Mental Health, Nature, Walking

It’s The Little Things

The restorative part of my walks are almost always found in the little things.

We can think our lives lack meaning, but the smallest of exchanges can make the biggest difference.

Just the exchange of friendly smiles and hellos as I pass strangers on the pathways lift my spirits. Such a small thing, but to someone feeling lonely and lost or in a dark place, a stranger taking the time to smile, to acknowledge your presence, to offer an hello can be like a warm coat in a storm. I know I am always grateful for a stranger’s smile or greeting when I am in a dark place.

I try to make sure my own smiles and hellos are not merely reflexive. It’s true that it’s a habit I have cultivated, but I try to keep it infused with sincerity. I look at the stranger as they approach and note their demeanour. I make eye contact. I take a moment to consider what their lives might be like. I smile, say hello and let them go. But sometimes, some of them stay with me long after our paths have crossed.

A couple days ago I was in a deep conversation with a friend while I walked along. My phone was tucked in my small purse and my toque and hair covered my earbuds. As I listened to my friend, I noticed a couple standing on the edge of the ridge looking down. The man saw me coming and motioned for me to come over.

“There’s a couple deer down below,” he said, with enthusiasm.

I looked down at the two deer, going about their lives, chewing on twigs, oblivious to the joy they were bringing the humans gazing down at them.

Confusion soon followed as I switched from talking to my friend to commenting on the beauty of the deer and how last week we had spotted a buck in the same spot. I volleyed back and forth sorting out and explaining the conversations to each of them.

I’m talking to someone on the phone.

Some people are showing me some deer on the ridge.

As I carried on, thanking the man for showing me the deer, he called after me, “Say hello to your friend on the phone!”

I relayed the message and we all laughed. The world felt smaller, kinder, more inclusive. And, well…deer!

That was three days ago now and I am still smiling at the memory. And sitting here typing about it now.

Never underestimate the power you can have by taking the time to include strangers in the smallest of interactions.
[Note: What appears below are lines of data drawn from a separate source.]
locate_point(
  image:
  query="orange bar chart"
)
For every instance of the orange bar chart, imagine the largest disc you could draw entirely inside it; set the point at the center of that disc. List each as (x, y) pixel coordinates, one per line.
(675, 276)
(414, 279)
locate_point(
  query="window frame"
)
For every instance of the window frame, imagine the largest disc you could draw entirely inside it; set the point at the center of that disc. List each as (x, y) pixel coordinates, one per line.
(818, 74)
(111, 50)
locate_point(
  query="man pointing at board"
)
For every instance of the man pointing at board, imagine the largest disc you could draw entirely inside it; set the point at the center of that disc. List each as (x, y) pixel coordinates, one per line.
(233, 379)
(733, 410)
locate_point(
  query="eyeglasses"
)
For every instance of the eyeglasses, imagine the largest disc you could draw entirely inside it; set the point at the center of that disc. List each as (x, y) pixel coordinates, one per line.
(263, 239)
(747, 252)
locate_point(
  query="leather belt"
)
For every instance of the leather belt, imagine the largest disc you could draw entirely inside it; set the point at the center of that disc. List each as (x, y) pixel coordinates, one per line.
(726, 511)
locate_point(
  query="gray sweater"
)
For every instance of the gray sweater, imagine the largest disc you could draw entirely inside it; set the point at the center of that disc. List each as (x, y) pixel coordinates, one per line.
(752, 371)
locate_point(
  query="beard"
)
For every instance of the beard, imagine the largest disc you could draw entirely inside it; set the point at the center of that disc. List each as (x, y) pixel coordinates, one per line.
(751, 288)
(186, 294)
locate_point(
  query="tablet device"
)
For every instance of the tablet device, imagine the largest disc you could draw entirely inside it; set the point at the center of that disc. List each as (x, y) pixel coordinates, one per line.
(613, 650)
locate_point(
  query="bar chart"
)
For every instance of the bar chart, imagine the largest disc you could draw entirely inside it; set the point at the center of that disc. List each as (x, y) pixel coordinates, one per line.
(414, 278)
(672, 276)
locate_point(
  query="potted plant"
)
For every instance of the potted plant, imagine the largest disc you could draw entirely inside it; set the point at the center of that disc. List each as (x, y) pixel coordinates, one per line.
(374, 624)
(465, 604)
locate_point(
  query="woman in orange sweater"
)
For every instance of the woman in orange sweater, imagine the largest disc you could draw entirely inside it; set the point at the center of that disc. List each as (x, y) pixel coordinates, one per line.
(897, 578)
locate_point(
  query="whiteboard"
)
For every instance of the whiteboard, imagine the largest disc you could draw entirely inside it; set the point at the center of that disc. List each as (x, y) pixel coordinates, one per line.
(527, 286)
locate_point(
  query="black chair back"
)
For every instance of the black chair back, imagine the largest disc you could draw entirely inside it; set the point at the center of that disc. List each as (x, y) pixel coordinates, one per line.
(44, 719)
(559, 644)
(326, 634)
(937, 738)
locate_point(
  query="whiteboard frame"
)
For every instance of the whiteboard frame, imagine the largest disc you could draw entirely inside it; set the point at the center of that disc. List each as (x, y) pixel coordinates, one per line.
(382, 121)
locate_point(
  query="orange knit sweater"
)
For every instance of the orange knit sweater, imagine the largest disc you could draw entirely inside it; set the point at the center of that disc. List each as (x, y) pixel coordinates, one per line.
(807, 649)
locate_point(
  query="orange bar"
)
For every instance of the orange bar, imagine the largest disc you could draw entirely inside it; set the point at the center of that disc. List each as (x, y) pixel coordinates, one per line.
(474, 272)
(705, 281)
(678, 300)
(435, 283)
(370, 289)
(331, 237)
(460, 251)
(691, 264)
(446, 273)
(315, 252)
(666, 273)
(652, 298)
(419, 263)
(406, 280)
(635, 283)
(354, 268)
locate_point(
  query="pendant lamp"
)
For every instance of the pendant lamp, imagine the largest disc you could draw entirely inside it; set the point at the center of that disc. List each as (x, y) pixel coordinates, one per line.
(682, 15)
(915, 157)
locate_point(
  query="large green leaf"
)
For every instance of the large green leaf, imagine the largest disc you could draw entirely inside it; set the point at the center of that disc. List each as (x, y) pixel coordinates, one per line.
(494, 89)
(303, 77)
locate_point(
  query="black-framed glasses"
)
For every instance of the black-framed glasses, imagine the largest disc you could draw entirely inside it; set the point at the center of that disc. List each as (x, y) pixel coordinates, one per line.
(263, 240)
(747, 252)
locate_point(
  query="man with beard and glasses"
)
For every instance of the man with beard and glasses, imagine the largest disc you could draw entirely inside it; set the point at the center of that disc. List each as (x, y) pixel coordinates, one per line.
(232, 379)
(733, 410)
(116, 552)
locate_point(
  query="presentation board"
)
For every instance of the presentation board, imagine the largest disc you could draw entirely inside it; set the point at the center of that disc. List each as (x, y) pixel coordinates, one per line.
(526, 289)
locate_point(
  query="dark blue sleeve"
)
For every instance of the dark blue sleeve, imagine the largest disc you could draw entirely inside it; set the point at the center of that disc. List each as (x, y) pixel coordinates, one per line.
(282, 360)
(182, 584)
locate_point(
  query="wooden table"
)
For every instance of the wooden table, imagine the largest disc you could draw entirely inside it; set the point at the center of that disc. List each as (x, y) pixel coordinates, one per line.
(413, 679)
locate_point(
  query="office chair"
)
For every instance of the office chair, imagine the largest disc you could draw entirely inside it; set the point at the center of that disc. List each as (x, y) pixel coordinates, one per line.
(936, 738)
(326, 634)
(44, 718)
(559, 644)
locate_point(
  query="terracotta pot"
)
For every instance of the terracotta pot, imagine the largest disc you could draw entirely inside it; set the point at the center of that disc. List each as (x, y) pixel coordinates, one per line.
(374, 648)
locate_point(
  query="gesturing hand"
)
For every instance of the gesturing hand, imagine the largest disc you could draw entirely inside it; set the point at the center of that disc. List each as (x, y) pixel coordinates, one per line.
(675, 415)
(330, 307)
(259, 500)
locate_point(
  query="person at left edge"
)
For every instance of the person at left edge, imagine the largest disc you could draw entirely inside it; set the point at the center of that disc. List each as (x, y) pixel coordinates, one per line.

Of course, negative interactions have a lasting impact as well. It’s been almost 30 years since I was picking up a bunch of balloons for a family reunion. They were filled with helium and bopping about in the backseat of my car. It turned out to be a very unsafe decision.

I made a lane change and a bouncing balloon blocked my view of a vehicle in my blind spot. I don’t know how close we came to colliding, but the man was incensed, so I’d say pretty close. He drove up alongside me honking his horn, his face livid, his middle finger jabbing the air. He wasn’t wrong to be angry, but I still think of him with anxiety all these decades later.

Humans seem wired to want a life fused with meaning. Too often we think that means attaining money, possessions or fame, when a meaningful life can simply be one where we go out each day determined to show kindness to everyone we meet.

And never put balloons in the backseat of your car.